Israelische Streitkräfte haben in den vergangenen vier Monaten im Zuge eines brutalen Militäreinsatzes im besetzten Westjordanland Zehntausende Palästinenser*innen vertrieben, indem sie in den Flüchtlingslagern von Dschenin und Tulkarem Unterkünfte und wichtige zivile Infrastruktur zerstörten und unbewohnbar machten. Damit wurde im heurigen Jahr im Westjordanland so viele Menschen vertrieben wie seit 1967 nicht mehr, als im Sechs-Tage-Krieg rund 300.000 Palästinenser*innen vertrieben wurden, woran am gestrigen Naksa-Tag gedacht wurde.
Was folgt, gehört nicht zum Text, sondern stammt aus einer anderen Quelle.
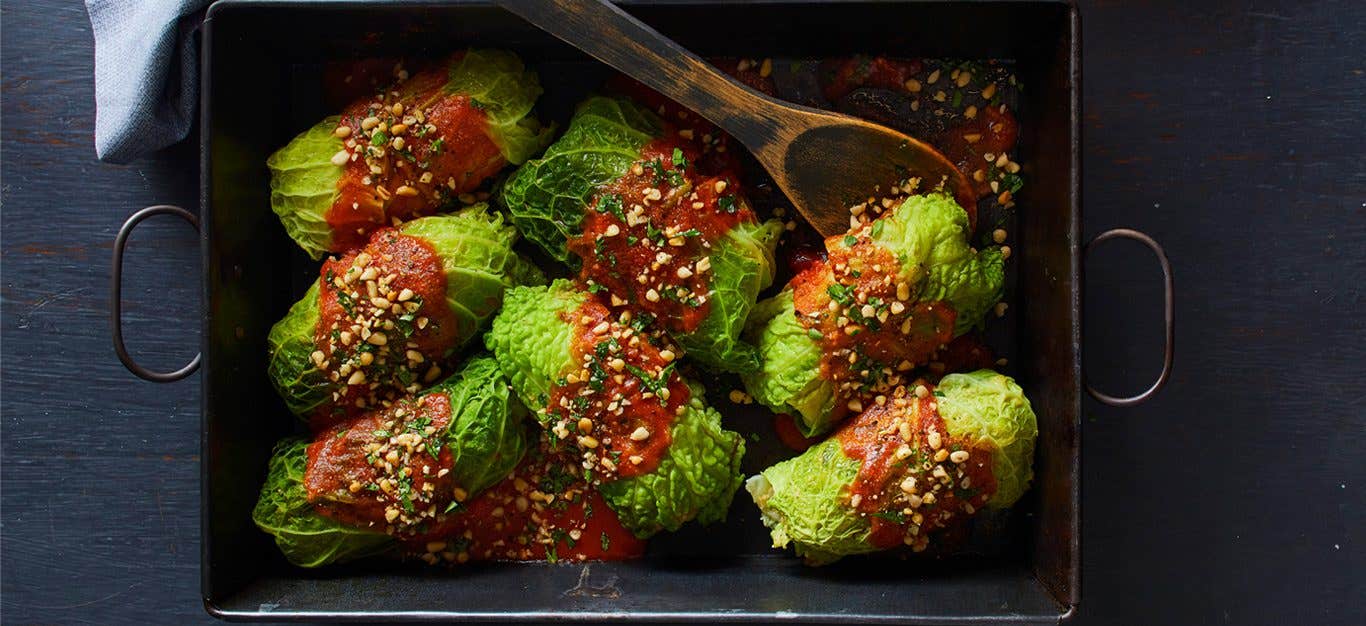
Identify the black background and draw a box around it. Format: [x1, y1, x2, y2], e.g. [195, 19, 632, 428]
[0, 0, 1366, 625]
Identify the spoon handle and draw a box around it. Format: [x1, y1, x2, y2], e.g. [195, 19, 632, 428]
[497, 0, 779, 146]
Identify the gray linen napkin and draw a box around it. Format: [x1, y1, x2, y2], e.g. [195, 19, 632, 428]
[86, 0, 210, 163]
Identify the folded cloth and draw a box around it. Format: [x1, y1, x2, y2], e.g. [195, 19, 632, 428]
[86, 0, 210, 163]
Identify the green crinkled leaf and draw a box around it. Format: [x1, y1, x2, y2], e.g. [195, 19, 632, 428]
[484, 279, 586, 410]
[500, 97, 661, 262]
[746, 369, 1038, 564]
[742, 194, 1005, 436]
[266, 204, 545, 416]
[744, 437, 878, 564]
[598, 384, 744, 539]
[740, 290, 835, 436]
[251, 439, 398, 567]
[422, 355, 530, 495]
[265, 115, 343, 258]
[919, 247, 1005, 336]
[402, 204, 545, 344]
[445, 49, 555, 165]
[873, 193, 973, 284]
[484, 280, 744, 537]
[678, 220, 783, 373]
[934, 369, 1038, 508]
[266, 282, 333, 416]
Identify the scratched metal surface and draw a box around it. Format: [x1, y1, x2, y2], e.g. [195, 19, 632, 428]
[0, 0, 1366, 623]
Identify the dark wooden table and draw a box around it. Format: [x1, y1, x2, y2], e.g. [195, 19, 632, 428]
[0, 0, 1366, 625]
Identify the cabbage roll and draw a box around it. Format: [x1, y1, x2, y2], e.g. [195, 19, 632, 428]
[251, 357, 531, 567]
[742, 193, 1005, 436]
[500, 97, 783, 372]
[485, 280, 744, 539]
[266, 49, 550, 258]
[268, 205, 544, 429]
[746, 370, 1038, 564]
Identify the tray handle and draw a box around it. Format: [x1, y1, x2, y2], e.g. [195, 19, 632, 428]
[109, 204, 204, 383]
[1086, 228, 1176, 406]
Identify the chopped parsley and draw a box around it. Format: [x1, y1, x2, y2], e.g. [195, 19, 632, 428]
[873, 511, 906, 523]
[597, 194, 626, 221]
[825, 283, 854, 305]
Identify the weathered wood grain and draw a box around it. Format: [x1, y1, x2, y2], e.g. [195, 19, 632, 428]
[0, 0, 1366, 623]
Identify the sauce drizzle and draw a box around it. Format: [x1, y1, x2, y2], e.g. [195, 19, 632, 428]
[836, 381, 996, 552]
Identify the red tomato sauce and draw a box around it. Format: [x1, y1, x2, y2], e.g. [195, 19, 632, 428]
[934, 105, 1019, 198]
[568, 133, 754, 332]
[437, 444, 646, 563]
[542, 299, 691, 482]
[310, 228, 456, 429]
[821, 56, 923, 103]
[790, 230, 958, 421]
[934, 335, 996, 372]
[836, 384, 996, 552]
[326, 56, 507, 250]
[303, 394, 456, 540]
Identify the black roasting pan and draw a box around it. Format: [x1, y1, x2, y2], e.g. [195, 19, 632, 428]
[113, 0, 1171, 623]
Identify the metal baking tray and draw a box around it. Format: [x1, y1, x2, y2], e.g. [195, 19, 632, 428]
[113, 0, 1171, 623]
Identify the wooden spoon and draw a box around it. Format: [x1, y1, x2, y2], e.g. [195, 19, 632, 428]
[497, 0, 977, 236]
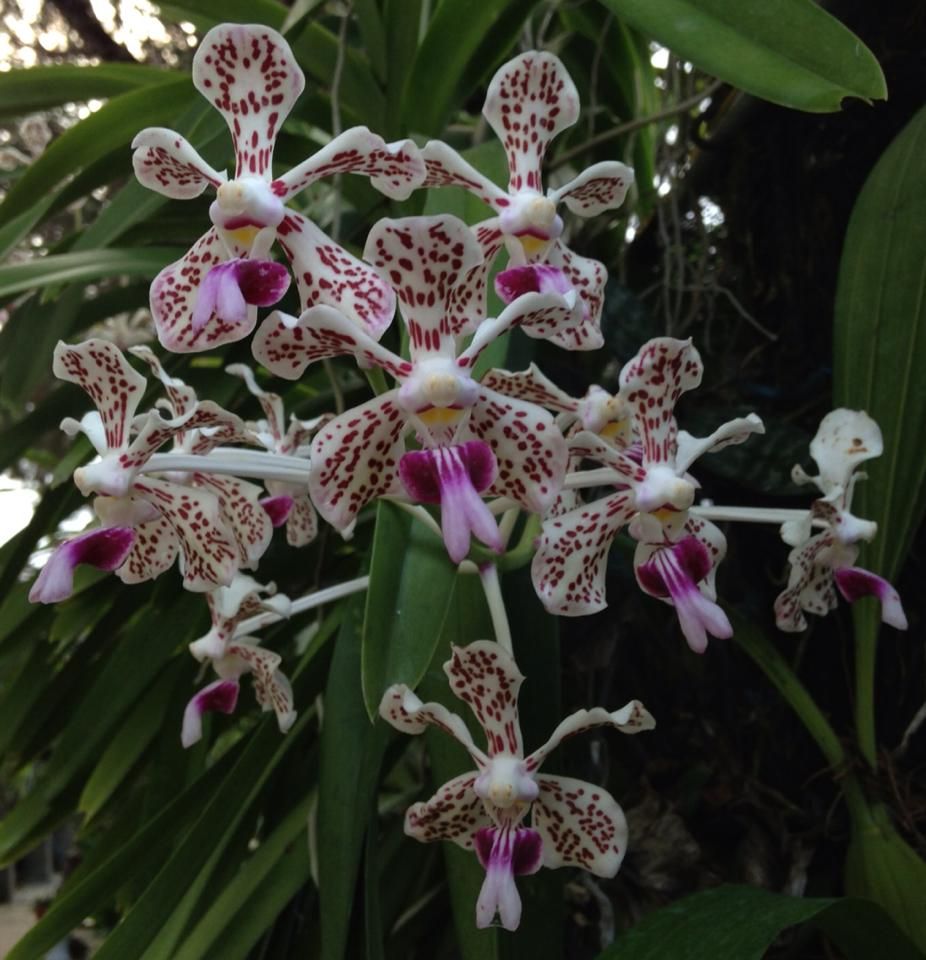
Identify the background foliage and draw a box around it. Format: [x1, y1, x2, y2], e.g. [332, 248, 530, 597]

Amnesty International berichtet von verifizierten Videomaterial, wonach in den Flüchtlingslagern in großem Umfang Unterkünfte zerstört und zivile Gebäude und Infrastruktur beschädigt wurden. Im Zuge der Militäroffensive setzt die israelische Armee Panzer ein, führt Luftangriffe durch, zerstört Gebäude, demontiert Straßen und Infrastruktur und schränkt die Bewegungsfreiheit durch Kontrollpunkte und Straßensperren stark ein. Nach Angaben des palästinensischen Gesundheitsministeriums wurden im nördlichen Westjordanland, einschließlich Nablus, mindestens 80 Palästinenser*innen, darunter 14 Kinder durch israelische Streitkräfte getötet. Zudem dokumentierte die palästinensische Kommission für Gefangene (Palestinian Commission of Detainees and Ex-Detainees Affairs – CDA) seit Beginn des Militäreinsatzes insgesamt rund 1.000 Festnahmen in Dschenin und Tulkarem. Das israelische Militär hat darüber hinaus die Flüchtlingslager in Dschenin, Nur Shams und Tulkarem zu militärischen Sperrzonen erklärt und dort Sicherheitskräfte stationiert, die die Bewohner*innen aktiv daran hindern, ihre Unterkünfte bzw. das, was von ihnen übrig ist, zu betreten. Augenzeug*innen berichten, dass israelische Streitkräfte auf Zivilpersonen schießen, die lediglich versuchen, nach ihrem Eigentum zu sehen oder ihre Sachen abzuholen.
All dies ist Teil von rechtswidrigen Strategien, mit dem Ziel, Palästinenser*innen im Westjordanland mittels eines grausamen Apartheidsystems zu enteignen und zu unterdrücken.
Die Zwangsumsiedlung geschützter Personen ist als schwerer Verstoß gegen die Vierte Genfer Konvention und als Kriegsverbrechen zu werden. Israel ist aufgefordert, jegliche rechtswidrigen Praktiken, die zur Vertreibung von Palästinenser*innen führen, unverzüglich einzustellen. Dazu zählen Angriffe auf Wohngebiete, Zerstörung von Eigentum und Infrastruktur sowie allgegenwärtige Zugangs- und Freizügigkeitsbeschränkungen für Palästinenser*innen. Einige dieser Maßnahmen sind als kollektive Bestrafung zu betrachten, was gemäß der Vierten Genfer Konvention ebenfalls verboten ist.
Brutalster Militäreinsatz seit Jahrzehnten
Die israelische Militäroperation begann am 21. Januar 2025 im Flüchtlingslager von Dschenin und wurde am 27. Januar auf das Flüchtlingslager in Tulkarem und anschließend auf die Stadt Tammoun und das Flüchtlingslager Al-Far'ah ausgeweitet. Während sich die israelischen Streitkräfte am 12. Februar aus Al-Far'ah zurückzogen, sind in Dschenin und Tulkarem weiterhin Soldat*innen stationiert.
In einer alarmierenden Entwicklung rollten am 23. Februar zum ersten Mal seit mehr als 20 Jahren israelische Panzer in Dschenin ein. Am selben Tag wies der israelische Verteidigungsminister die Armee an, sich „auf einen langen Aufenthalt in den geräumten Lagern gefasst zu machen“ und die Bewohner*innen an der Rückkehr in die Lager zu hindern. Israelische Medien berichteten unter Berufung auf militärische Quellen, dass die Operation voraussichtlich monatelang andauern werde und dass Hunderte Soldat*innen zum Zweck der „Überwachung“ in den Lagern verbleiben werden.